With its wild coastline and stunning landscapes, the Outer Hebrides are a true haven for wildlife. Situated on the outer north-western edge of the British Isles, you will be amazed at the number of species and diverse habitats to be discovered here. With over 55 Sites of Scientific Interest, three National Nature Reserves and one Local Nature Reserve, this is a truly unique, inspiring and beautiful place to visit.
For wildlife enthusiasts, the contrasting terrain of low lying Lewis and mountainous Harris offer one of the greatest birding sites in Britain, boasting a number of breeding birds of prey, including the magnificent golden eagle and the UK’s largest, the white-tailed eagle.
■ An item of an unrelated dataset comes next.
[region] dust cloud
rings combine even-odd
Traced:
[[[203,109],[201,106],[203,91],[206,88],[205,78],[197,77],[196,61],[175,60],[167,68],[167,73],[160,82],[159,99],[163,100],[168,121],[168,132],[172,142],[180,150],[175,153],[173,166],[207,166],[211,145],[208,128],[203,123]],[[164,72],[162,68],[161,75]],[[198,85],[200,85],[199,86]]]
You may even catch a glimpse of the iconic puffin or the elusive corncrake.
No visit to the Outer Hebrides would be complete without travelling to the remote volcanic archipelago of St Kilda. This National Nature Reserve is a UNESCO Dual World Heritage site and, along with the secluded islands of the Rona and Sula Sgier National Nature Reserve, is home to one of the most important seabird colonies in Europe. The islands boast stacks of stunning jagged cliffs and crags. Hirta, the largest of the islands has some of the largest sea cliffs in Britain.
Experience a cruise around the Uists, the Barra Isles, and Eriskay, where basking sharks, whales, dolphins, seals and those ever-playful otters are regularly sighted. Each island has its own distinct character which shapes the nature of the people, animals and plants that make it their home.The fertile machair lands and endless dunes of the Monach Islands National Nature Reserve, North Uist, are home to some of the most stunning flower rich meadows of its kind, with many rare species of flowers like the Hebridean Marsh Orchid, Irish Lady’s Tresses or the Slender Naiad. Discover dozens of wading birds, including the redshank, lapwing and ringed plover.
Come and experience for yourself this unspoilt wilderness - a place of great wildlife, tranquility and beauty.